A côté de ça, on sait très bien qu'Huguette Bello est contre le projet de récif artificiel dans la baie de Saint-Paul de l'association Nautilus. Reste à savoir pour quelle raison...

Franck
Franck
11 ans

Je trouve pour le moins étonnant la rapidité de la réaction des comités des peches et de la préfecture sur cette question. D'autant plus étonnant que le comité des pêches ne cesse de critiquer les scientifiques à longueur de temps comme quoi ils les empêchant de pêcher les derniers poissons de la réserve.......et puis là soudain, les scientifiques sont une caution indépassable!!!!!?

Les pêcheurs réunionnais parce qu'ils sont réunionnais bénéfieraint-ils de passe droit ..qui conduisent tout droit nos enfants dans la gueulle des requins? Les surfeurs et autre qui se font attaquer ne comptent-ils pas juste parce qu'ils majoritairement zorey?

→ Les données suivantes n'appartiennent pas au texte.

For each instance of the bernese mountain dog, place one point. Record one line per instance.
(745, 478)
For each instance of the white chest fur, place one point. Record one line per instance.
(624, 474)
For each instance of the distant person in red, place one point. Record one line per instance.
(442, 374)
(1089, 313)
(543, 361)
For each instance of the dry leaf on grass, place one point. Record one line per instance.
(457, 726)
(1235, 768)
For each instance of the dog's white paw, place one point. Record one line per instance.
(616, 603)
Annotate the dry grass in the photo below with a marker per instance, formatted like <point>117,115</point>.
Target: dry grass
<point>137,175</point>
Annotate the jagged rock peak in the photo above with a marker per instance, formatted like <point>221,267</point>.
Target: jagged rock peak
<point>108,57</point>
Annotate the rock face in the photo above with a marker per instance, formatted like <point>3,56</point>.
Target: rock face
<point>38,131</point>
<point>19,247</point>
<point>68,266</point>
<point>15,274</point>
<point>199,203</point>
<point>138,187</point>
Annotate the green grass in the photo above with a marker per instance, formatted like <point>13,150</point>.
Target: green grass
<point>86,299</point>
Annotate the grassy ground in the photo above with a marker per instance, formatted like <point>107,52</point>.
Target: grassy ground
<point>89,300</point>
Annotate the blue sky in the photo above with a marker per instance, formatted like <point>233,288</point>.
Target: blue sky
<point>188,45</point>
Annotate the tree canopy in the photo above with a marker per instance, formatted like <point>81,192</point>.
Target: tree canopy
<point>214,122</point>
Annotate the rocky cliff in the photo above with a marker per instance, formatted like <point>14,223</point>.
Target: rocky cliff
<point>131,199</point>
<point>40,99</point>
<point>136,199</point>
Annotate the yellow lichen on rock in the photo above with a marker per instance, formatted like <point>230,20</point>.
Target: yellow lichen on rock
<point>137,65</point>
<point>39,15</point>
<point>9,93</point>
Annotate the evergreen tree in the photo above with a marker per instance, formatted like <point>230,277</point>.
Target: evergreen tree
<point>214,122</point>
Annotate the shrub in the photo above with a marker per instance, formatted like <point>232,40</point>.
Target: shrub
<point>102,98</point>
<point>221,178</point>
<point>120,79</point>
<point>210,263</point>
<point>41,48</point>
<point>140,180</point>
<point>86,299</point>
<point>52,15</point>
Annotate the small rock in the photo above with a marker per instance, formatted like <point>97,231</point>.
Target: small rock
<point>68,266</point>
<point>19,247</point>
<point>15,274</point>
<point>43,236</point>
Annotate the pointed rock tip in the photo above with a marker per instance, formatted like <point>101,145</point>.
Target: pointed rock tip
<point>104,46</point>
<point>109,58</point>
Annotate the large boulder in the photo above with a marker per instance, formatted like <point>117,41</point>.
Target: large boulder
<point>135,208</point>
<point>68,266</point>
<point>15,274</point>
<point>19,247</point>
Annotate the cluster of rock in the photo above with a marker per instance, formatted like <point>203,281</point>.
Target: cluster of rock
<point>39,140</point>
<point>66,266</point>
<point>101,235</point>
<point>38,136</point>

Il ne peut y avoir de préférence créole sur cette question. La mer n'est pas une chasse gardée de la réunion ou des réunionnais. Nous aussi nous fréquentons la mer et nous courrons en premier les risques!
Merci à "protegez nos enfants" et à "rend a nous la mer" d'empêcher que la maffia local n'enterre ( ne coule?) cette affaire!